In 1953, Thornton recorded her biggest hit, “Hound Dog.” The song was credited to songwriters Jerry Lieber and Mike Stoller. According to Thornton, “[T]hey had this song written on the back of a brown paper bag. So I started to sing the words and put in some of my own.” Characteristic of Thornton’s work, the record features her growling and shouting sexually explicit lyrics about a no-good lover. Although it sold more than half a million copies in the urban African-American market, Thornton received a total of only $500 for her work. Even more galling, she saw absolutely no compensation when Elvis Presley’s 1959 cover of “Hound Dog” became a sensation, rocketing Presley to stardom.

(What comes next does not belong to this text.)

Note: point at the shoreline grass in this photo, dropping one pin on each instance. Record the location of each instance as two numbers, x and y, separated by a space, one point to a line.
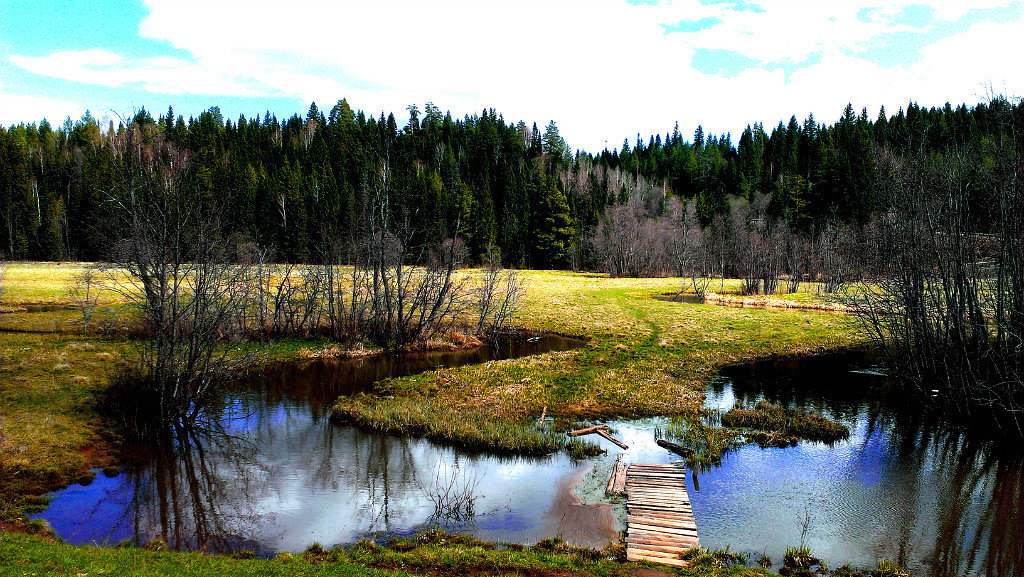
643 358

Thornton’s success continued as Robey paired her with his other star, ballad singer Johnny Ace. They became a star attraction, called by some “the king and queen of the blues.” Their partnership ended at a Christmas dance in 1954, when Ace accidentally killed himself during a game of Russian roulette. In the wake of the tragedy, Thornton’s popularity began to wane. She stopped touring with Otis in 1955 and moved to San Francisco, California. Without a record contract, Thornton began playing small local clubs in the late 1950s. After several lean years, a renewed interest in the blues by early rock artists brought Thornton back into the public eye. Following her appearance at the Monterey Jazz Festival in 1964, Thornton became a regular at jazz and blues festivals and at the best clubs in the United States and Europe. Her recording career was revived as well with a string of albums, including Big Mama Thornton with the Chicago Blues Band (1967), on which her band included musicians Muddy Waters, James Cotton, and Otis Spann. In the late 1960s, Thornton also became known as an inspiration to rock singer JANIS JOPLIN, who imitated Thornton’s style and mannerisms on stage. One of Joplin’s signature songs was her cover of Thornton’s composition “Ball and Chain.” For the second time, Thornton saw one of her songs help a white artist rise to international fame.

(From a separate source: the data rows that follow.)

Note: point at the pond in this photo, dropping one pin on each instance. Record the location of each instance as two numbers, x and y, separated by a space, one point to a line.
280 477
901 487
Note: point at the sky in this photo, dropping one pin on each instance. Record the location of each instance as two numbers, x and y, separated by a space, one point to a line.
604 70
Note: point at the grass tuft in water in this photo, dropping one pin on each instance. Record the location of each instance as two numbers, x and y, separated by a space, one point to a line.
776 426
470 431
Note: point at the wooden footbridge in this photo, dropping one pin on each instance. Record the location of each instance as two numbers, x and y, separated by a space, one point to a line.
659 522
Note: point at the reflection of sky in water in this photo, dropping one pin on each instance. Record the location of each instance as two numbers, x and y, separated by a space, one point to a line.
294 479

Always a heavy drinker, Thornton began to suffer from cirrhosis of the liver in the late 1970s and early 1980s. Even though the illness shrunk her body to less than 100 pounds, she continued to perform despite her physical frailty. On July 25, 1984, Big Mama Thornton died of a heart attack in a Los Angeles boardinghouse. A week later, friends and fans came together at a benefit concert organized by the Southern California Blues Society to pay for her funeral expenses.
Gart, Galen, and Roy C. Ames. Duke/Peacock Records: An Illustrated History with Discography. Milford, NH: Big Nickel Publications, 1990.
Shaw, Arnold. Honkers and Shouters: The Golden Years of Rhythm and Blues. New York: Macmillan, 1978.
Recommended Recorded and Videotaped Performances
The Complete Vanguard Recordings. Vanguard, CD, 2000.